Why Queer Pride is Still Necessary

Culture
ByRebecca Lee

A few days ago, I received an email from a family member requesting I sign a petition and donate to anti-gay lobbyists. I read the lengthy email, which detailed in terrifyingly vitriolic rhetoric, that the "homosexual agenda" was destroying families, hospitals, churches, schools, and the American foundation. This is only one of many emails this particular individual forwards on, and was only one of three received that same week. This is not considering the occasional anti-gay reposts he shares over Facebook, or the homophobic slurs that flow easily off his tongue. Despite our seemingly close familial bond, this person does not know I am gay ... because if he did, our relationship would come to a very conclusive, very abrupt end.

But this isn't just my reality; rather, this is a reality for many queer people of color I know. Our families, many of whom are religiously conservative with roots in countries we've never seen, believe that our sexuality is a symptom of something insidious and Western. We are isolated in our own homes and own ethnic communities because we have fallen outside of an accepted mold. We are silent. I am silent. I am silent due to issues of safety, and because despite it all, I know that my family is good (if not misguided) — to lose them would mean losing a large part of who I am.  I want to make my family proud, and I want to live a life in which they will not feel like I must be hidden. But to be who I am and to be queer means going against the Christian values they define themselves by. I want to make them happy, but I also want to be happy.

I cannot look my parents, or my siblings, or my grandmother in the eye and say, "I'm gay." To do so, I know without a doubt, would mean the end of my relationship with them. My family has never hidden their homophobia, nor are they ashamed of it; they believe that queerness is a perversion, the result of bad parenting or mental illness — the shock when they eventually learn of my own identity is sure to cause a series of earthquakes.

It is important to understand the experience of a life which forces you into the closet and to understand the sort of shame and fear that persists for many LGBTQ people, because there seems to be a misconception that queerness is somehow mainstream.

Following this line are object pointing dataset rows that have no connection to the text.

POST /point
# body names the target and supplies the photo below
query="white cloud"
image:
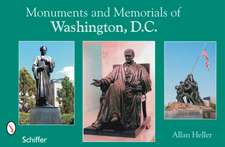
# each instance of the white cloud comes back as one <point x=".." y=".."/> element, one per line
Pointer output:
<point x="68" y="71"/>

Last week, LA Weekly published a pretty scathing review of the city's Pride Festival, which started on Friday and wrapped Sunday evening. The columnist, award-winning reporter Patrick Range McDonald, had many valid points, none of which I disagree with: yes, I too believe Pride is a cash-cow in many ways, far from its roots as a celebration of people on the fringe. Yes, I would love to see the LGBTQ community come out and catalyze politically around justice and social issues, and not just around Jello-shots and twerking. Yes, I want to see more people of color out, because Pride in a lot of ways has been overwhelming about the white, middle-class gay male experience.

I understand that Pride has been usurped by corporate interests. That the very values that once made up Pride seem lost in a haze of beer advertisements and pop performances. I recognize that Pride has become so very different from what it was, and so very far from what it could be — but for people like me who are forced to live a partially-closeted life, it is a space in which I am able to be out and be fearless. For all its problems, Pride still has its place. It's an opportunity for someone like me, someone who is being slowly pushed away from the community she has known, to connect to people who really don't give a damn what she does with her partner when the door is closed.

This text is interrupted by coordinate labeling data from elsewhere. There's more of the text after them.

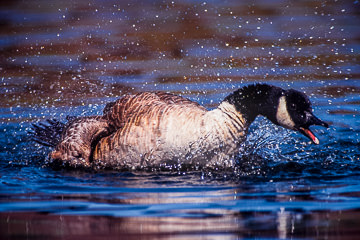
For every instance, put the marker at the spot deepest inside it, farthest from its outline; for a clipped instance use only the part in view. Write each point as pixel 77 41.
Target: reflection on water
pixel 60 58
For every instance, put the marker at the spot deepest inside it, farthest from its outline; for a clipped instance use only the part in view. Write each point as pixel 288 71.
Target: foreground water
pixel 71 58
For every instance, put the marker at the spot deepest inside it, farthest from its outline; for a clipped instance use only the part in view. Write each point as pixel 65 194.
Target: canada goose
pixel 155 128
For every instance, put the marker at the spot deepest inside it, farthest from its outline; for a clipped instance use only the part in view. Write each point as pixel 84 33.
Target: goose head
pixel 294 112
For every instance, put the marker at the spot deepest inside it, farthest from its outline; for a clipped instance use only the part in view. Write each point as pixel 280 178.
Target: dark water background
pixel 60 58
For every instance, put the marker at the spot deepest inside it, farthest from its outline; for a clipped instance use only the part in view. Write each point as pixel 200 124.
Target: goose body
pixel 154 129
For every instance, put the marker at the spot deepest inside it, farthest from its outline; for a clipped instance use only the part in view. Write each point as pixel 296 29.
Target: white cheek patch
pixel 283 116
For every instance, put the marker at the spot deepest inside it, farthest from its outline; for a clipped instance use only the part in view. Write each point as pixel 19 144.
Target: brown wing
pixel 124 109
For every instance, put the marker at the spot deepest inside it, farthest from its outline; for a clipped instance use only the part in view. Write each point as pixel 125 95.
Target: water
pixel 71 58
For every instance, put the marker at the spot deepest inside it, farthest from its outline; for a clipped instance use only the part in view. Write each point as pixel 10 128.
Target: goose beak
pixel 312 120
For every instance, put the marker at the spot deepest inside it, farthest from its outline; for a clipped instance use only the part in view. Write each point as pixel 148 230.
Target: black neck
pixel 254 100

Because of the homophobic attitudes that persist in my community, I have at times wished I were straight and tried to convince myself of it. On more than one occasion, my long-term partner has had to stay up with me late at night, listening to my half-hearted attempts to leave her because I fear losing my family. She stays because, despite it all, we love each other immensely. I am lucky she is so tough, so stubborn, so very incredibly, stereotypically Irish in her ways. But I shouldn't be stuck here, deciding between my family and the woman I am trying to build a relationship with. The acceptance we see in Los Angeles at now very popular gay festivals is not a reality for many of us. It is a reality for a privileged class of oftentimes white, liberal Americans.

When I was laughing and dancing and meeting wonderful people in the mess that is Pride, I alltogether forgot about how outside of West Hollywood, outside of those gates, I would be once again closeted, once again caught in a nasty tornado of shame and frustration. Go ahead and criticize Pride, and certainly call it out on where it's failing the gay community, but don't try to box it away as a fragment of what was. For those of us who are still living in communities that refuse to even recognize queerness, it is a vital step in coming out. Many people seem to forget just how very unsafe the world can be for LGBTQ people, but for those of us only a few miles away, being queer and being out is still a risk.